Esperó un poco antes de que esta alcanzara la temperatura que deseaba. Entonces, se introdujo en el pequeño habitáculo acristalado y se colocó debajo del torrente que caía formando paulatinamente una condensación de vaho. No lo pudo evitar. En ese momento empezó a acrecentarse la excitación que sentía desde antes de meterse ahí. Despacio, fue acariciando sus testículos hasta empezar a notar cómo su pene iba sumergiéndose en una erección. Empezó a rozar su glande hasta que su miembro estuvo plenamente duro. Ahí empezó a friccionar con fuerza, cada vez más rápido, hasta correrse en medios de espasmos de placer. Fue corto, pero satisfactorio. Y se relajó.
Dejó que el agua corriera un poco más sobre su cuerpo y cerró el grifo. Cogió el bote de champú y vertió un poco sobre la esponja. Comenzó a enjabonarse la parte superior de su cuerpo. Al finalizar, aclaró la esponja, echó un poco más en ella e hizo lo mismo con sus extremidades inferiores. Luego pasó a sus partes nobles. El último paso fue lavarse la cabeza. Y desenjabonarse volviendo a abrir el agua mientras se quedaba un rato debajo de ella. Disfrutó de su caliente temperatura. Pero tenía que salir. Había gastado demasiada agua. Así que volvió a cerrarla y abrió la puerta corredera de la ducha después de dejar que el agua se escurriera sobre su piel. Salió y se colocó sobre la pequeña alfombrilla que tenía en el suelo. Agarró una toalla y se secó. Fue a su habitación completamente desnudo. Eligió unas calzoncillos y unos pantalones; se los puso.
Fue de nuevo a la sala de estar. Pero antes calentó otro té. Volvió a encender el porro y tras darle un par de caladas lo dejó en el cenicero. En la cocina le esperaba la bebida recién hecha. Agarró la taza y fue a la sala. Otra calada y agarró la libreta y el bolígrafo que tenía sobre la mesa. Volvió a su habitación y los guardó en la riñonera que solía llevar. Miró que en su interior estuviera la cartera. Lo estaba, y tenía dinero. También las llaves y los cascos inalámbricos. El móvil lo tenía al lado. Regresó a la sala. Quería darle otra calada. Después este se apagaría y fumaría el resto en la calle. Le quedaba la mitad. Los caramelos de menta. Se le habían olvidado. Cogió el paquete que estaba en la cocina y se llevó uno a la boca. El resto lo metió en la riñonera, junto a las demás cosas.

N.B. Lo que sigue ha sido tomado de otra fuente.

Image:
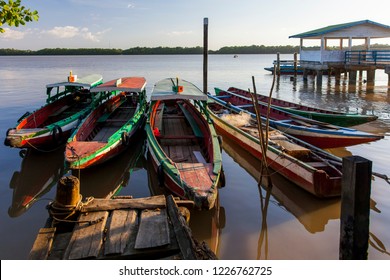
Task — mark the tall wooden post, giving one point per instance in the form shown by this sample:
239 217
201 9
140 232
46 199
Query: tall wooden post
355 208
205 52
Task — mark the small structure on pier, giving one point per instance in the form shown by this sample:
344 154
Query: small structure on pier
344 57
119 228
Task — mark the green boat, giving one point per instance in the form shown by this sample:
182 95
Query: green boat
108 130
182 142
322 115
50 126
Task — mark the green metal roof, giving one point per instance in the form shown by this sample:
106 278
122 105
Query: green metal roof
336 27
172 88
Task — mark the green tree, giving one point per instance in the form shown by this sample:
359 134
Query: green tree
14 14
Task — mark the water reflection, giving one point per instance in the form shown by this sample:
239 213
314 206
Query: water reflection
313 213
205 225
39 172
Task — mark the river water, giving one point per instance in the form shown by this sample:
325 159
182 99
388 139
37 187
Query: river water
248 223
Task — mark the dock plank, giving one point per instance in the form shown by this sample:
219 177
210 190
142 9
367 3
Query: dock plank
87 239
42 244
154 222
122 225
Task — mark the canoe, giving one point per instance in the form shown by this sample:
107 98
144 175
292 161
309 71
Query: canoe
108 129
328 116
50 126
320 134
307 166
312 212
182 143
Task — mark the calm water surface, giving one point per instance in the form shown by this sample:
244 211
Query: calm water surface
249 222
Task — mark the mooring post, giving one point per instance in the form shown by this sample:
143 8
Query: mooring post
67 199
205 52
355 208
68 191
295 63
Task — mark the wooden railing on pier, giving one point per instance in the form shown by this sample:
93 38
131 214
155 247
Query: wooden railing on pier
374 57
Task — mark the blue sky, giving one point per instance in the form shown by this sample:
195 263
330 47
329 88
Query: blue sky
151 23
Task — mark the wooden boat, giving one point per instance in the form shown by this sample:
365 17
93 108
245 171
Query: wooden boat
108 129
309 167
38 173
320 134
314 213
182 142
328 116
51 125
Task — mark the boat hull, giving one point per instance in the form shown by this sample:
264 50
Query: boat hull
322 135
177 179
314 181
319 114
83 151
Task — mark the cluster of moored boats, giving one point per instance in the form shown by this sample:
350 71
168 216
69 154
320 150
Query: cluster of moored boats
184 129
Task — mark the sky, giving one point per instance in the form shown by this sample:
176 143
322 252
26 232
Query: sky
124 24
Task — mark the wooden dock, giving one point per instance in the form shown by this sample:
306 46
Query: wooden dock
122 228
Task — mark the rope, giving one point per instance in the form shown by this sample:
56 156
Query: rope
56 209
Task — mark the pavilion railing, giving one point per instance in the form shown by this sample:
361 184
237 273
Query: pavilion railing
373 57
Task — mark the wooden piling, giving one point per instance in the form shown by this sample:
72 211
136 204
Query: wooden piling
205 53
295 63
352 77
68 191
355 208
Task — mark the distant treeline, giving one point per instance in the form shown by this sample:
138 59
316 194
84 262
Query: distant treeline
155 51
254 49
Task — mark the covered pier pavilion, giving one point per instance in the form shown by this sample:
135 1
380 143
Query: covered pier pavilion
345 48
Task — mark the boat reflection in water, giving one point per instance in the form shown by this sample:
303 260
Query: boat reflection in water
39 172
205 225
107 179
312 212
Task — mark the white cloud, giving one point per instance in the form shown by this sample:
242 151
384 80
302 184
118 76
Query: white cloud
179 33
10 34
67 32
63 31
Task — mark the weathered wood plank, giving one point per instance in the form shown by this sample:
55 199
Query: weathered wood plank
87 239
135 203
122 224
153 230
42 244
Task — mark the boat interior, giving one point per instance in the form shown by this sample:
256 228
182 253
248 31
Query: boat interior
179 134
56 111
115 113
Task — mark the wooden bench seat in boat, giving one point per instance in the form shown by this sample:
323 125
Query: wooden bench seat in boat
60 111
292 149
191 120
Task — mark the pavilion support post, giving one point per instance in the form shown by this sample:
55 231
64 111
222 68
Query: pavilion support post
319 77
295 63
305 73
205 52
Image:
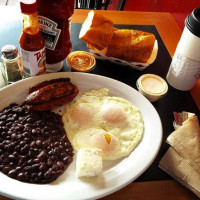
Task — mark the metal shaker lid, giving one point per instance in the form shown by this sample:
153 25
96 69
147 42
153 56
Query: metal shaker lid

Se pasó el desodorante por los sobacos. Era de los de barra y le quedaba poco. Pero ya iría la semana que viene al super mercado. También se echó un poco de colonia sobre el cuello. Desde ahí, la extendió hacia el pecho. Se puso un niqui morado y, sobre este, una camisa negra. Los pantalones eran de ese mismo color, al igual que las playeras y la chaqueta que se pondría después. Agarró la riñonera y se la colocó sobre la cintura. Antes agarró las llaves y metió el móvil en el bolsillo derecho de los vaqueros. Abrió la puerta y bajó los cuatro pisos andando.
Al llegar al rellano del portal se tuvo que dar media vuelta. Se había dejado el lorelei y el mechero. Llamó al ascensor y, cuando este llegó, volvió a subir. Entró otra vez en casa y fue a la sala de estar. Ahí estaba lo que había venido a buscar. Se dirigió a la cocina y bebió un poco de agua. En esta ocasión bajaría en ascensor. Una vez en él, se llevó a la boca otro caramelo de menta. Al salir del portal vio que hacia un día despejado, pero con una temperatura agradable. Se puso las gafas de sol que llevaba en la chaqueta y lo encendió. Aquella calada le supo a gloria. Tenía 25 minutos andando hasta el lugar en el que había quedado.